North Carolina Tobacco Farmers Find Friend in Sen. Hagan
Tuesday, June 16, 2009
ROCK RIDGE, N.C. -- Along Highway 581 in this rural hamlet, past the Piggly Wiggly and the Country Doctor Museum and the Baptist church and cemetery, is Pender Sharp's tobacco farm. A sixth-generation farmer who tends to 500 acres, he is part of a dwindling breed whose political influence seems to be waning everywhere -- except in eastern North Carolina.

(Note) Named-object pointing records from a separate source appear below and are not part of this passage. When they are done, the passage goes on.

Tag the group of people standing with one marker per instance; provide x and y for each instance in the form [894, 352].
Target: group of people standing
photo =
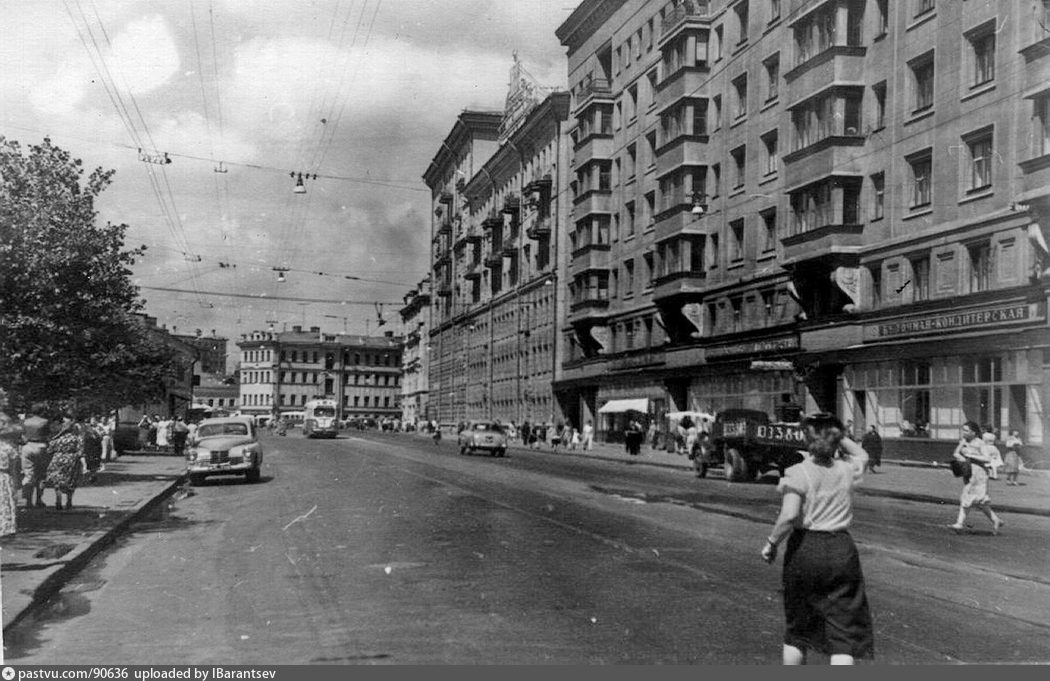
[162, 433]
[45, 449]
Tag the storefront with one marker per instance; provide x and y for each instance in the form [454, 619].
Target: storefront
[917, 380]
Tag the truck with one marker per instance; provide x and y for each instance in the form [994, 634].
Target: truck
[749, 444]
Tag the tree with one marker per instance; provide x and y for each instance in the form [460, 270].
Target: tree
[68, 330]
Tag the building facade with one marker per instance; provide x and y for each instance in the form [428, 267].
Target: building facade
[835, 204]
[282, 370]
[498, 238]
[416, 356]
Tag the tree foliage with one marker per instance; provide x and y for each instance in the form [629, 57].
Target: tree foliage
[68, 330]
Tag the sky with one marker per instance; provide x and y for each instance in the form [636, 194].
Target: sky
[359, 92]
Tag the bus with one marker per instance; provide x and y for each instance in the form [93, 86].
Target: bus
[319, 419]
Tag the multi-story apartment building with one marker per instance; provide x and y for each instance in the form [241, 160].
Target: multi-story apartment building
[282, 370]
[838, 204]
[416, 356]
[497, 238]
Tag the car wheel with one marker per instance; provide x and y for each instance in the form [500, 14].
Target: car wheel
[736, 466]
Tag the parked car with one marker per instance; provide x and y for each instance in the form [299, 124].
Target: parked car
[227, 446]
[483, 435]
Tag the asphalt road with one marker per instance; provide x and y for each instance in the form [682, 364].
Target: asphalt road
[386, 549]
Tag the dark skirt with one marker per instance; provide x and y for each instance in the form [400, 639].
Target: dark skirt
[825, 604]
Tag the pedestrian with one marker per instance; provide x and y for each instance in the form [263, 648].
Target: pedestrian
[144, 424]
[180, 432]
[825, 602]
[91, 460]
[35, 455]
[872, 443]
[970, 449]
[1011, 463]
[11, 435]
[994, 455]
[66, 448]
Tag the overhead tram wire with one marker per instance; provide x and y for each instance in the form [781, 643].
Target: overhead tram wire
[264, 297]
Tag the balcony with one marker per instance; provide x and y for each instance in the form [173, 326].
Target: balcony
[592, 201]
[822, 242]
[589, 303]
[683, 150]
[595, 90]
[689, 13]
[511, 205]
[539, 228]
[494, 219]
[678, 283]
[473, 271]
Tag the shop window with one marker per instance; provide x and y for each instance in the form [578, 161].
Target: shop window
[920, 278]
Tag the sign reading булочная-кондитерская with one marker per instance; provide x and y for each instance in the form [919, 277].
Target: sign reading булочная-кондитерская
[970, 319]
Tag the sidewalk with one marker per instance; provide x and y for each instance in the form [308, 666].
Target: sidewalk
[895, 480]
[51, 545]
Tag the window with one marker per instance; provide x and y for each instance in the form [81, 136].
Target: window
[772, 77]
[741, 19]
[879, 92]
[922, 73]
[980, 149]
[983, 48]
[772, 155]
[740, 89]
[1041, 136]
[922, 168]
[739, 160]
[736, 243]
[878, 196]
[920, 278]
[981, 265]
[769, 230]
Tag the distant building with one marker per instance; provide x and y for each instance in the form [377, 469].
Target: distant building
[179, 386]
[416, 356]
[499, 239]
[211, 349]
[282, 370]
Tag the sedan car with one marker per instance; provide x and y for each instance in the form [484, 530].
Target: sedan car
[484, 435]
[226, 446]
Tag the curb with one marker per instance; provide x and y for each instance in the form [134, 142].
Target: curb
[55, 581]
[907, 496]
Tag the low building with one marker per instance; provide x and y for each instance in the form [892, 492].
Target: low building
[282, 370]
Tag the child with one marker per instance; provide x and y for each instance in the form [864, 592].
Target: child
[1011, 465]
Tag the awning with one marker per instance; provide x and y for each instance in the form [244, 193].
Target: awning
[620, 406]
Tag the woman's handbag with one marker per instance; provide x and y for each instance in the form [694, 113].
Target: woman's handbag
[960, 468]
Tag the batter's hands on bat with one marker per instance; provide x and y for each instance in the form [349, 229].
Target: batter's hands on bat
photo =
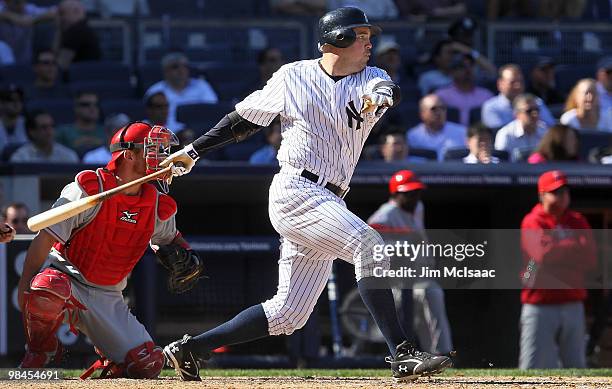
[182, 160]
[7, 233]
[381, 97]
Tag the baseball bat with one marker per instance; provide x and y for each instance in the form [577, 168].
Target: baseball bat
[65, 211]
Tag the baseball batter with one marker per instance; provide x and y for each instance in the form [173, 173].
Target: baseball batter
[327, 108]
[91, 255]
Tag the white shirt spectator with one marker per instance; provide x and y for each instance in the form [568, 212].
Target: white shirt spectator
[196, 92]
[471, 158]
[30, 154]
[605, 120]
[512, 136]
[98, 156]
[18, 135]
[451, 135]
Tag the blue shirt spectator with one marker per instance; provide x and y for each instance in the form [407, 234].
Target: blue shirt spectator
[498, 111]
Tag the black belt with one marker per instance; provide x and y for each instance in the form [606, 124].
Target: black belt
[335, 189]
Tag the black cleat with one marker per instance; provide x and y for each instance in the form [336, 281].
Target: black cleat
[410, 363]
[183, 361]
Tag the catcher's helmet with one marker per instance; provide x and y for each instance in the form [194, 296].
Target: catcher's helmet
[336, 27]
[404, 181]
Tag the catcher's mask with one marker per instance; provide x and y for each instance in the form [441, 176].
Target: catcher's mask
[155, 141]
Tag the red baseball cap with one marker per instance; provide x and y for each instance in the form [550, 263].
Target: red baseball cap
[128, 137]
[404, 181]
[551, 181]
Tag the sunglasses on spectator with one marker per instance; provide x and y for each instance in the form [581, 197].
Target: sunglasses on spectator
[437, 108]
[531, 110]
[86, 104]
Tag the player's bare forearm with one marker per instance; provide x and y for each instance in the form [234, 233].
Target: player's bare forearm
[230, 129]
[36, 256]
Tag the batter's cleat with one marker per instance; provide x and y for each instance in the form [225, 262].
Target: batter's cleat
[182, 360]
[410, 363]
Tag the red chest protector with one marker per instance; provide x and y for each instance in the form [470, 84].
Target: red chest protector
[106, 250]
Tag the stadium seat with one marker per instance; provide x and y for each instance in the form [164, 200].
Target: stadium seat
[18, 74]
[423, 153]
[475, 115]
[99, 71]
[452, 115]
[202, 116]
[589, 140]
[62, 110]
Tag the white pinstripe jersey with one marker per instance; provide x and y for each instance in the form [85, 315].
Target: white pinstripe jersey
[322, 128]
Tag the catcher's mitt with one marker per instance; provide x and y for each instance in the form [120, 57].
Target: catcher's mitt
[184, 267]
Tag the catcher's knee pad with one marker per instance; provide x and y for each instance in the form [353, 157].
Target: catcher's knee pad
[144, 361]
[44, 309]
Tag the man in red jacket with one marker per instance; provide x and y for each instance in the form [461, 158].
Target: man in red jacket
[558, 250]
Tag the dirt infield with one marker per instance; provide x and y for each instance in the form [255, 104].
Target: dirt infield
[321, 383]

So this month, as lawmakers in Washington castigated tobacco farmers and cigarette makers as contributing to the deaths of half a million Americans each year, Sharp journeyed from Wilson County to Capitol Hill to try to stop another assault on his business. Instead, he and others here in the heart of what was once the world's largest tobacco market returned to watch Congress deal a historic blow to their industry.
Under legislation that allows the Food and Drug Administration to regulate the $89 billion tobacco industry, Sharp said it is only a matter of time before the agency imposes strict new rules governing his farming and threatening the business that has been in his family since the 1800s.
"Now those yo-yos got oversight over tobacco," the 57-year-old said in a deep drawl. "Let me tell you my opinion of the FDA. We can go back through time, to apples, strawberries or any number of crops. But last year, there was a salmonella scare, and nearly overnight FDA officials say it's in tomatoes. Once they make that statement, every tomato farmer in the United States goes broke. Nobody buys tomatoes. Well, a few weeks later, after all the tomato farmers are bankrupt, the FDA says, 'It's not in tomatoes. It's in peppers.' And the next day every pepper farmer goes broke and their families and their communities suffer."
To hear Sharp rant is to understand why Kay Hagan, North Carolina's new senator, joined Richard Burr (R-N.C.) and 15 other senators to become the only Democrat to vote against the tobacco bill. And if any tobacco farmer has Hagan's ear, it is Sharp.
Last year, when Hagan was a little-known candidate running in an uphill battle to unseat Republican Elizabeth Dole, she campaigned at Sharp's farm. The fiscally conservative tobacco farmers along the I-95 corridor here make up a constituency that often helps swing statewide elections, and they backed Hagan strongly.
Hagan, 55, is no stranger to tobacco. A former lawyer and bank executive, she spent summers as a child stringing the leaves on her grandparents' farm. In the state legislature, she represented Greensboro, the headquarters of Lorillard Tobacco, which employs about 2,500 workers there.
To call Hagan merely a defender of the "golden leaf" industry would be an understatement. She is among tobacco's fiercest backers. In 2005, as co-chairman of the state Senate's appropriations committee, she helped shave back an increase in the cigarette tax from the 45 cents a pack proposed by the governor to 30 cents. During last year's campaign, Hagan received $19,200 from the tobacco industry, according to the Center for Responsive Politics.
Hagan's staff declined repeatedly to make her available for an interview for this article, saying she has been on a personal trip the past four days. In a floor speech last week, Hagan said she opposed the tobacco bill because it would hurt major employers in her state, including the Lorillard and R.J. Reynolds tobacco companies.
"While this bill purports to reduce smoking among teenagers and to regulate tobacco products, it goes far beyond these two goals," she said. "This broad, sweeping legislation will further devastate the economy of North Carolina and the lives of many of my constituents."
Although the Tar Heel State grows more tobacco than any other, its economic power has been shrinking. Between 1997 and 2007, the number of tobacco farms here decreased by nearly 80 percent, from 12,586 to 2,622, according to the Agriculture Department. The tobacco industry employs about 50,000 people here, delivering an economic impact of $7 billion.
In Raleigh, the capital, and the cities of Charlotte and Durham, the industry has been overtaken by technology, scientific research and banking, and that translates politically. In May, the legislature banned smoking in restaurants and bars. Several of the state's congressional representatives voted for the tobacco bill, and Gov. Beverly Perdue (D) wants to increase the cigarette tax, moves that analysts said would have been political suicide just a decade ago.